Embolismo por soleá, Paula Bruna
Paula Bruna / City and Science Biennial

Embolism por soleá

From 21 February to 26 March 2023

When a tree begins to suffer from drought stress, long before the effects become visible to us, it emits sounds like dull thuds. These noises are caused by air bubbles that form in the tree’s xylem (water and nutrient transport tissue) and so block it, thereby potentially causing the tree to die from an embolia. Scientists use these sounds to study how forests are being affected by climate change.

The embolism sounds like dull clapping that demands to be answered. A transdisciplinary group of environmentalists, flamenco artists and visual artists have listened to what the trees have to say about the climate conditions altered by humankind. Taking flamenco as a shared language, they have established dialogues of interspecies companionship in this situation of global change.

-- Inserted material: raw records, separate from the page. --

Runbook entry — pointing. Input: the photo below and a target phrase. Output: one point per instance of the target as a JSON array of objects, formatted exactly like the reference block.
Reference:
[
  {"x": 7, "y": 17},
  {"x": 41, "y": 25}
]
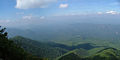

From her dual perspective as an environmentalist and an artist, Paula Bruna uses artistic inquiry as a form of knowledge in which different disciplines are hybridised. By means of a combination of science, fiction and art, she researches from various non-human points of view the interaction between our society and the ecological system in which it is situated. Her hypothesis is that exploring points of view other than present-day anthropocentrism has an impact on environmental awareness and expands the range of possible forms of cohabitation. She is currently a postdoctoral researcher at the Institut Botànic de Barcelona ­– CSIC.

 

With the participation of: Jordi Martínez-Vilalta, Ana Lorente, Acciones Flamenco Empírico (Carmen Muñoz, Juan Carlos Lérida, Salvador S. Sánchez, Karen Mora, Bernat Jiménez de Cisneros), and the collaboration of Laboratorio de Investigación desde el Flamenco (Institut del Teatre).

 

The City and Science Biennial is a project run by Barcelona City Council through Barcelona Ciència i Universitats that is supported by the Spanish Ministry of Culture and Sport and organised as one of the events to mark Barcelona’s status as Cultural and Science Capital. In this year’s edition, the City and Science Biennial invites us to reflect on life in a time full of challenges of every kind and on every level, and on how we can, through science, address the crises we face every day.